Clinical trial data show Topamax (topiramate) safely and effectively reduces the frequency of migraine in adolescents compared to placebo.
The US Food and Drug Administration (FDA) has approved Topamax (topiramate) for prophylaxis of migraine headache in adolescents age 12-17, making it the first drug approved in the US for this indication in this patient population.
In a trial with 103 patients, migraines decreased by about 72% in participants treated with 100 mg Topamax versus their placebo counterparts (44%).
“Migraine headaches can impact school performance, social interactions, and family life,” said Eric Bastings, MD, deputy director of the Division of Neurology Products in the FDA's Center for Drug Evaluation and Research in a statement. “Adding dosing and safety information for the adolescent age group to the drug's prescribing information will help to inform health care professionals and patients in making treatment choices.”

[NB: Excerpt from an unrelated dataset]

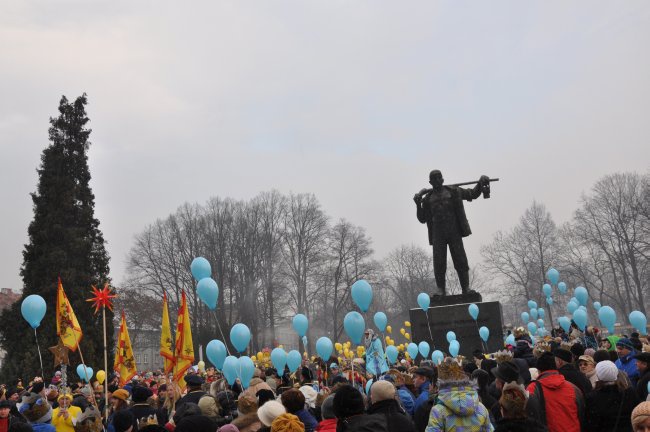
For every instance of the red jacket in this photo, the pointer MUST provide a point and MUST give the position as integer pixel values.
(563, 401)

The most common side effects with the approved dose of the drug were paresthesia, upper respiratory tract infection, anorexia, and abdominal pain. Topamax also increased the risk of development of cleft lip and/or cleft palate in infants born to women who took the drug during pregnancy. The FDA notes if women choose to use the drug during a childbearing age, effective birth control should be utilized. The FDA also warned Topamax and all antiepileptic drugs may increase the risk of suicidal thoughts and behavior, which should be monitored.